Understanding the Role of Family and Friends

Your role is crucial, but it’s important to understand your limits. You’re not a therapist or a financial advisor. You’re a friend or family member who cares. Here’s what you need to remember:

  • You Can’t Control Their Behaviour: Ultimately, the decision to seek help and change their behaviour is up to them.
  • You Can’t “Fix” Them: Recovery is a journey, and they need to take the lead.
  • You Need to Take Care of Yourself: Supporting someone with a gambling problem can be emotionally draining. Make sure you’re taking care of your own well-being. Set boundaries, seek support for yourself, and don’t feel guilty about prioritising your own needs.
  • Don’t Enable: Avoid actions that inadvertently support their gambling, such as lending money or covering their debts.
  • Celebrate Small Victories: Acknowledge and celebrate their progress, no matter how small. Positive reinforcement can be a powerful motivator.

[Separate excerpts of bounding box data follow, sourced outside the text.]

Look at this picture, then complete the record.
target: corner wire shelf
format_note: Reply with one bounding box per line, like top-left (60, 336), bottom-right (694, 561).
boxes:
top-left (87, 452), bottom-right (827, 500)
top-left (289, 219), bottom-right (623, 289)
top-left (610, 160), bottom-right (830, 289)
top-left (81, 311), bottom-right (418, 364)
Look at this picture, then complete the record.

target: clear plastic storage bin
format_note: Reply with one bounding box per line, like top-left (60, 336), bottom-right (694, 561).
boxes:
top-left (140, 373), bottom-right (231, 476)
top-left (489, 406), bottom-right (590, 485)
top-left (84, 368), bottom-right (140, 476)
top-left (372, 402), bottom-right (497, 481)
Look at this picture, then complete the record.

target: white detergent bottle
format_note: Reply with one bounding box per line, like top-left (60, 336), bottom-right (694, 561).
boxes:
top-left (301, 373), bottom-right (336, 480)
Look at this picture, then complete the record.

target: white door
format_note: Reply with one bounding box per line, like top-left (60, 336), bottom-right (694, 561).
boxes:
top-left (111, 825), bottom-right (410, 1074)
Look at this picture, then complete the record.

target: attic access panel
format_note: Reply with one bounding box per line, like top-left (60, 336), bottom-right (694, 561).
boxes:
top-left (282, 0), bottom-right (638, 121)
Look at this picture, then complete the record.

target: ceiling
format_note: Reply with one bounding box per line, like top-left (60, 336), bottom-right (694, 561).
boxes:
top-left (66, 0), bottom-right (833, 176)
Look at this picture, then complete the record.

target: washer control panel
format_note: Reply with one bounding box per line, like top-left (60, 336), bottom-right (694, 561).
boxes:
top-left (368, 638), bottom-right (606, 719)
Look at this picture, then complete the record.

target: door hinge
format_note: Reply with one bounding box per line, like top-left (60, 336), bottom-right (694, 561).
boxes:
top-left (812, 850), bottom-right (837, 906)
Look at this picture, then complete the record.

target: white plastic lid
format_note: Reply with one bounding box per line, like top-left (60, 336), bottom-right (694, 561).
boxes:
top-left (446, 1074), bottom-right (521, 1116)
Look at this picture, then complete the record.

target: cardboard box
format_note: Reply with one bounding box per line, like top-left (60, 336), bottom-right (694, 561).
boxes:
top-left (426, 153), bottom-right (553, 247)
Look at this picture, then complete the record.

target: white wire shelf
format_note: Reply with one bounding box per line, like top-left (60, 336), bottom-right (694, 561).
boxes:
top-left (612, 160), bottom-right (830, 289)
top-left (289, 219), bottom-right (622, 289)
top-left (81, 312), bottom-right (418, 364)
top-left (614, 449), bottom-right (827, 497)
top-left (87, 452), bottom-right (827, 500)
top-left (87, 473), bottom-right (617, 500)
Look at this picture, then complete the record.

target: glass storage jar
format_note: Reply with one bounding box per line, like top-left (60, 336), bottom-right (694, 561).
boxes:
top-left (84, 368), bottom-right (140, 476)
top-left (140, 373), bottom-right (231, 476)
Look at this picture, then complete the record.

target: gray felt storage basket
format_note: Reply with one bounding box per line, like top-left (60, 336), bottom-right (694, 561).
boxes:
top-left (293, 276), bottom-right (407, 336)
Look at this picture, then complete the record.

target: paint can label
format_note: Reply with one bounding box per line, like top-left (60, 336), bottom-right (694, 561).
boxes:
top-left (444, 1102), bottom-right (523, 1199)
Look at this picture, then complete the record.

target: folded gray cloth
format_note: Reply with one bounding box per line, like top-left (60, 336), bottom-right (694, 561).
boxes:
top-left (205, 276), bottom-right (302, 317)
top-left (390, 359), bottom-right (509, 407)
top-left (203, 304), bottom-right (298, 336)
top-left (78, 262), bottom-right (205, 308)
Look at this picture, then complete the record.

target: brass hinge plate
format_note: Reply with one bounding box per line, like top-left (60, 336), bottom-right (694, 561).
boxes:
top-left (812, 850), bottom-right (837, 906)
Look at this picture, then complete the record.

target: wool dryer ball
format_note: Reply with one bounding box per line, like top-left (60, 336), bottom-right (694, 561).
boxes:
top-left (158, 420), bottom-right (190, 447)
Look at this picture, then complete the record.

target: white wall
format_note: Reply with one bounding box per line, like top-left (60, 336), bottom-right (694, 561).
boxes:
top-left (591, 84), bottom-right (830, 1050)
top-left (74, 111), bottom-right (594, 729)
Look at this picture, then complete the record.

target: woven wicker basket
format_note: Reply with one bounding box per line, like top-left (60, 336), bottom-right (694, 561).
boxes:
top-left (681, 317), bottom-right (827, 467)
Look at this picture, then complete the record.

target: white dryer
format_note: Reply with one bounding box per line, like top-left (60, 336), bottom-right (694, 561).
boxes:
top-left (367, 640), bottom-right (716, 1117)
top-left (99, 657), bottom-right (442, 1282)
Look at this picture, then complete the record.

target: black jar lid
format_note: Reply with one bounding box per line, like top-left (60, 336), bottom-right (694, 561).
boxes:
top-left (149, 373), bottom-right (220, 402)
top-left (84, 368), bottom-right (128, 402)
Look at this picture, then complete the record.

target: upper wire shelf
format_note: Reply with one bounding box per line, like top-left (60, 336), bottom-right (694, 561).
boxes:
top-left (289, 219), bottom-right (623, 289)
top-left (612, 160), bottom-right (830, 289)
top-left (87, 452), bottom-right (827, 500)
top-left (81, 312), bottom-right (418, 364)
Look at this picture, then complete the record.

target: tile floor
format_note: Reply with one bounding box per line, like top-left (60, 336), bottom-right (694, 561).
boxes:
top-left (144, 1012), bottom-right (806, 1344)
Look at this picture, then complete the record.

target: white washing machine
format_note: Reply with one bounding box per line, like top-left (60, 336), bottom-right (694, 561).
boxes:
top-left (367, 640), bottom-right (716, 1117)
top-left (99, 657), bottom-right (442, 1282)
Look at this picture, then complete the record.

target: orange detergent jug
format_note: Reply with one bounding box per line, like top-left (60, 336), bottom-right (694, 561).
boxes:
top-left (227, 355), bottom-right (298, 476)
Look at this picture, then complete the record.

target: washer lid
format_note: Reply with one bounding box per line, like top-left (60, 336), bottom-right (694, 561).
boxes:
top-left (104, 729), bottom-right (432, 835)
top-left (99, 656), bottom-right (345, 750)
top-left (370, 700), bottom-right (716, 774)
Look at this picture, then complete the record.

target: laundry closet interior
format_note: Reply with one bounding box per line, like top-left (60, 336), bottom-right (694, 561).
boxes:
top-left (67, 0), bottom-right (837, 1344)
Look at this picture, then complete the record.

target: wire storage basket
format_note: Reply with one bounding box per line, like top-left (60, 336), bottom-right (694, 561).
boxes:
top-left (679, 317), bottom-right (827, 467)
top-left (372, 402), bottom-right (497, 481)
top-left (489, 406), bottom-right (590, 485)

Where to Find Help in Aotearoa

New Zealand has a range of services to help those struggling with gambling problems. Encourage your friend or family member to reach out to these resources:

  • The Gambling Helpline: 0800 654 655 – a free, confidential 24/7 service.
  • Problem Gambling Foundation of New Zealand: Offers counselling, support groups, and resources.
  • Te Hiringa Hauora: Provides information and resources on gambling harm.
  • Your GP: Can provide referrals to therapists and other support services.

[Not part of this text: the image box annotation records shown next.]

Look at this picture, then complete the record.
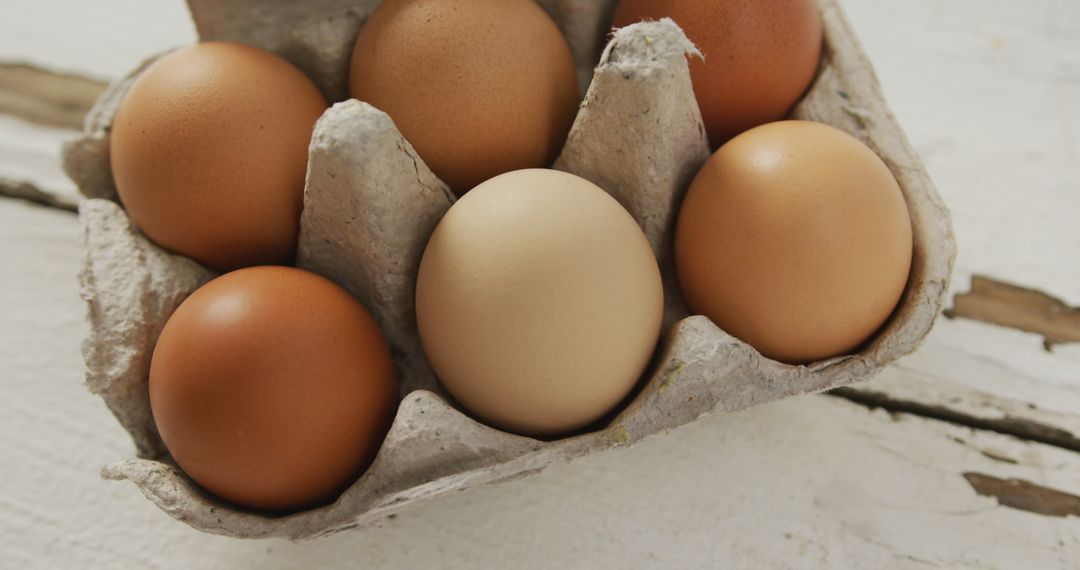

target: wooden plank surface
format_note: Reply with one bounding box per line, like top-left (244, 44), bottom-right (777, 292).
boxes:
top-left (0, 201), bottom-right (1080, 568)
top-left (0, 0), bottom-right (1080, 568)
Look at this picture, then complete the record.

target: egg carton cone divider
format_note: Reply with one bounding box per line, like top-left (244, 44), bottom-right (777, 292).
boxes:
top-left (64, 0), bottom-right (956, 540)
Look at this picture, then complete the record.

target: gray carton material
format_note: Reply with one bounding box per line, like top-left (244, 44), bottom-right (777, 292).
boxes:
top-left (65, 0), bottom-right (956, 540)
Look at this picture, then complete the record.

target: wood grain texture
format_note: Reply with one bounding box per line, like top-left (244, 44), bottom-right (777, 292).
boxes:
top-left (0, 0), bottom-right (1080, 569)
top-left (0, 63), bottom-right (106, 130)
top-left (0, 201), bottom-right (1080, 568)
top-left (945, 275), bottom-right (1080, 350)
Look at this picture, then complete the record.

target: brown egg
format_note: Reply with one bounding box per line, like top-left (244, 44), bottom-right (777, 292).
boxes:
top-left (150, 267), bottom-right (397, 512)
top-left (349, 0), bottom-right (578, 194)
top-left (675, 121), bottom-right (912, 363)
top-left (416, 169), bottom-right (663, 436)
top-left (109, 42), bottom-right (326, 271)
top-left (613, 0), bottom-right (822, 147)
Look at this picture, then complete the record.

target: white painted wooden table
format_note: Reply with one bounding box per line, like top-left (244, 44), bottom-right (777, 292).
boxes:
top-left (0, 0), bottom-right (1080, 569)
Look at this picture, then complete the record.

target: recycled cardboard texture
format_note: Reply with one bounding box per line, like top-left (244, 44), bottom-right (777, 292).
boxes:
top-left (65, 0), bottom-right (955, 539)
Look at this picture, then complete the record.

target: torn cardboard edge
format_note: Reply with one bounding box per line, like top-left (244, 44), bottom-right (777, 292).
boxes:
top-left (65, 0), bottom-right (955, 540)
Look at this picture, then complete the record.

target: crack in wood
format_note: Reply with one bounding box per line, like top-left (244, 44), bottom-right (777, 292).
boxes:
top-left (0, 176), bottom-right (79, 213)
top-left (963, 473), bottom-right (1080, 517)
top-left (828, 388), bottom-right (1080, 452)
top-left (0, 64), bottom-right (108, 131)
top-left (945, 275), bottom-right (1080, 350)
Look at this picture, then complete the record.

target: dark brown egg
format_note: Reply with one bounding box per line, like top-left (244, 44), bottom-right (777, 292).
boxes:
top-left (109, 42), bottom-right (326, 271)
top-left (675, 121), bottom-right (912, 364)
top-left (150, 267), bottom-right (397, 512)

Conclusion: Standing by Your Mates

Helping a friend or family member with a gambling problem is a challenging but incredibly important task. By recognising the signs, starting the conversation, offering support, and encouraging them to seek professional help, you can make a real difference. Remember, you’re not alone. There are resources available to help both them and you. Be patient, be understanding, and most importantly, be there for them. Your support can be a lifeline in their journey to recovery. Kia kaha, and look after each other, eh?